Diferentemente das décadas anteriores, a mãe passou a questionar, com frequência, o excesso de rigidez, o autoritarismo, o nível de exigência e a punição que fizeram parte da sua educação, indicando o quanto era importante mudar a forma de agir com os filhos (Biasoli-Alves, 2000). Essa nova postura materna evidencia uma mudança significativa na concepção de ser boa mãe ao longo do século XX, que passou de práticas controladoras de comportamento, no início do século, para a demonstração de ternura e estimulação do comportamento, ao final da década de 60, para, em seguida, valorizar o diálogo e o bem-estar subjetivo do filho, nas décadas de 70 e 80 (Biasoli-Alves, 1997, 2000).

Quanto ao papel do pai, este continuou sendo visto como figura afetivamente distante dos filhos, que mantinha uma relação caracterizada mais pelos cuidados dispensados no âmbito da educação e da saúde, conforme ilustrado a seguir:

O meu pai ocupava a posição de provedor do lar, e sua alta exigência contribuiu para que a gente sentisse medo e insegurança para se comunicar com ele. Além disso, algumas informações a respeito do meu pai vinham através do olhar da minha mãe, que às vezes facilitava situações de aproximação e em outras, acabava, por nos afastar dele. (P. A., 32 anos, sexo feminino)

Para Gomes e Resende (2004), o pai é lembrado como alguém que se mantinha distante, despojado de qualquer possibilidade de relação mais íntima, havendo destaque para o afeto materno. Além de não haver a procura por maior participação do pai, a mãe, ao mesmo tempo em que era a mediadora da relação entre o pai e o filho, também se interpunha como obstáculo ao afeto entre eles.

Na década de 90, os filhos se tornaram mais participativos nas decisões familiares, e o diálogo, o respeito e o afeto se tornaram predominantes na relação parental (Arriagada, 2000; Cerveny & Berthoud, 1997; Pereira, 2003). “Em termos de disciplina, o recurso que passou a ser mais utilizado foi o diálogo, numa prática caracterizada pelo uso de técnicas disciplinares verbais, preferencialmente, não punitivas” (Wagner, Predebon, & Falcke, 2005, p. 96). A família passa a ser considerada um refúgio mais atraente para os filhos, que nela permanecem mais tempo (Pereira, 2003). Com relação a essa questão, é importante destacar que a maior permanência dos filhos em casa se deve, também, à questão econômica, isto é, ao aumento da pobreza, da desigualdade social e das dificuldades de acesso ao mercado de trabalho (Arriagada, 2000).

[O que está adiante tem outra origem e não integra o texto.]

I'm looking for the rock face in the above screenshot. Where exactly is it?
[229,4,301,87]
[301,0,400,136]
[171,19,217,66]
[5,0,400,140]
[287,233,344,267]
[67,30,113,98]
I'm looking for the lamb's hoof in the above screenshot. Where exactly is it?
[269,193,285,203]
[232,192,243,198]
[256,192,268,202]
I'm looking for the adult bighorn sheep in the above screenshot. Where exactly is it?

Apesar de terem ocorrido diversas mudanças nas interações e relações familiares e, em consequência, um aumento da igualdade e do equilíbrio entre marido e mulher no âmbito das famílias no cenário internacional (Deutsch, 2009), os padrões tradicionais de gênero ainda se mantêm (Dessen & Braz, 2000; Wagner & et al., 2005). Nesse sentido, a seguinte fala é bem ilustrativa:

Porque o F. (marido) é muito machão, sabe? Daqueles assim muito... muito tradicionais, né? Que ele num vê meu trabalho como um trabalho, ele vê como um... um... um passatempo. Pra ele é tipo uma coisa que a mulher pode fazer pra se ocupar enquanto o marido tá fora, trabalhando, fazendo dinheiro mesmo, sabe? Mas aí, na hora que ele chega, a esposa tem que tá em casa, lindinha, cheirozinha, esperando ele.... É, os cuidados da F. (filha) é mais eu mesma, sabe? O F. (marido) num participa muito não, até porque ele num fica muito em casa, trabalha muito. Aí quando ele tá, ele prefere ficar na dele, lendo, vendo TV no quarto. (C. G., 42 anos, sexo feminino)

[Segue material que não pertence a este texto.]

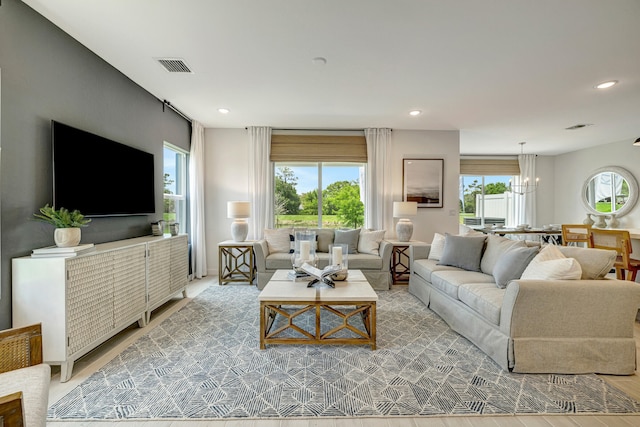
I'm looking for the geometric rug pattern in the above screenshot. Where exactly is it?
[48,284,640,420]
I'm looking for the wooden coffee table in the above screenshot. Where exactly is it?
[258,270,378,350]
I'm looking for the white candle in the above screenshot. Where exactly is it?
[300,240,311,261]
[332,246,342,265]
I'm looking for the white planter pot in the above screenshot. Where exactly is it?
[53,227,81,248]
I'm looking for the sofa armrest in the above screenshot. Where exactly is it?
[500,279,640,339]
[253,239,269,273]
[379,240,393,271]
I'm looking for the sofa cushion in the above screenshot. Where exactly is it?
[558,246,616,280]
[458,283,504,326]
[431,269,495,299]
[411,258,459,283]
[521,245,582,280]
[480,234,526,275]
[438,233,486,271]
[348,254,382,270]
[333,228,360,254]
[264,228,292,254]
[493,247,538,288]
[358,230,385,255]
[428,233,444,261]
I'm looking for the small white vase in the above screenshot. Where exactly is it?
[53,227,81,248]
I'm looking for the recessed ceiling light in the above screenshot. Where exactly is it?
[596,80,618,89]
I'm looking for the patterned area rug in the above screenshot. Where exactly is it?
[49,286,640,419]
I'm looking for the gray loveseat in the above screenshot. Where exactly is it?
[409,232,640,375]
[253,228,393,290]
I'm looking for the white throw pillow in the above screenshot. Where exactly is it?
[428,233,445,261]
[264,228,293,254]
[358,230,385,255]
[520,245,582,280]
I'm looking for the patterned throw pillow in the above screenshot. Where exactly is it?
[438,233,486,271]
[333,228,360,254]
[358,230,385,255]
[264,228,291,254]
[520,245,582,280]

Para Wagner et al. (2005), a estrutura familiar tradicional, com o pai como único provedor e a mãe como única responsável pelas tarefas domésticas e pelo cuidado com os filhos, está passando por um período de transição na cultura brasileira de classe socioeconômica média. Entre as mulheres brasileiras profissionalmente ocupadas em 2005, 92% declararam ao IBGE (2006) também cuidarem de afazeres domésticos. Apesar de um aumento na participação dos homens, atualmente, ainda pouco mais da metade (51,4%) realiza esses afazeres (IBGE, 2007), portanto, muitas famílias brasileiras contemporâneas, apesar de passarem por mudanças, ainda apresentam uma hierarquia que se reflete na divisão de tarefas ditas masculinas e femininas (Torres & Dessen, 2007).

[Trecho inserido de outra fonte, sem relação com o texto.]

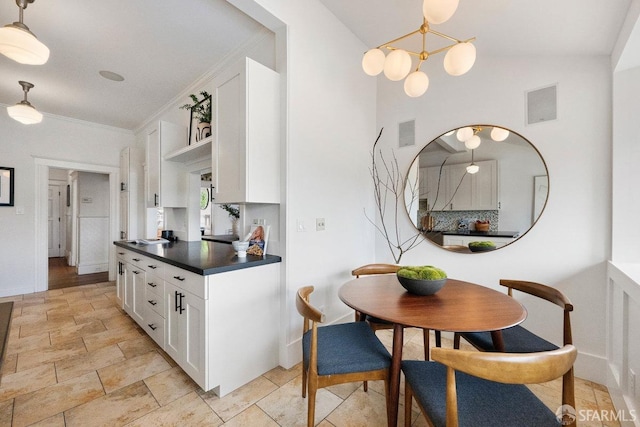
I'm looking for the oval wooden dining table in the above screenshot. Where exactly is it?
[338,274,527,427]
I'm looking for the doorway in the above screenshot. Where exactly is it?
[34,158,120,292]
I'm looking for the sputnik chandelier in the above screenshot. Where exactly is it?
[362,0,476,97]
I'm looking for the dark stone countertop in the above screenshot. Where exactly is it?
[438,230,520,238]
[201,234,239,244]
[113,240,282,276]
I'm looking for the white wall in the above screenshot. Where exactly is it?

A participação do pai, mesmo que não proporcional à da mãe, é uma tendência evidente desde o início dos anos 90 (Lewis & Dessen, 1999), fato esse constatado pelas concepções ideais de pai e de mãe das décadas de 70 e 80 descritas por Pasquali. “Os valores acham-se entranhados na cultura e sua assimilação é lenta, constante e profunda, de tal modo que transformações drásticas levam muito tempo para se efetivarem” (Biasoli-Alves, 2000, p. 239). A socialização da criança brasileira foi fortemente marcada pelas tradicionais relações de gênero, geralmente cabendo aos meninos a formação que visa à produção e, em decorrência disso, o sustento da sua futura família, e às meninas, o aprendizado de habilidades e conhecimentos que fizessem delas boas candidatas ao casamento:

Éramos educadas para sermos mães de família. Exatamente isso! Dona de casa e mãe de família. Geralmente as mocinhas estudavam só um pouquinho, depois aprendiam os trabalhos manuais, cozinha, bordado também. Eram preparadas para obedecerem ao marido, para cuidarem da casa, para o casamento e para a família. (M. A., 82 anos, sexo feminino)

Dos resultados apresentados por Pasquali, merecem destaque aqueles que mostram “atendência ao desaparecimento da concepção de cada uma das figuras parentais como pólos opostos de valores masculinos e de valores femininos” (p. 189) em seus ideais, em seu imaginário. Destaco, particularmente, a qualidade de habilidade mental se contrapondo à concepção de inferioridade intelectual da mulher, fatores que se opunham, obviamente, à definição de mãe aceita no passado, conforme comenta Pasquali em seu artigo. Será que a concepção de mãe etiquetada como moderna no auge do movimento feminista e de liberação sociocultural da mulher, que caracterizou as décadas de 60 e 70, em diferentes países, permanece no presente? Em outras palavras, será que as concepções de pai ideal e de mãe ideal dos jovens das décadas de 70 e 80 se transformaram no pai real e na mãe real dos dias atuais?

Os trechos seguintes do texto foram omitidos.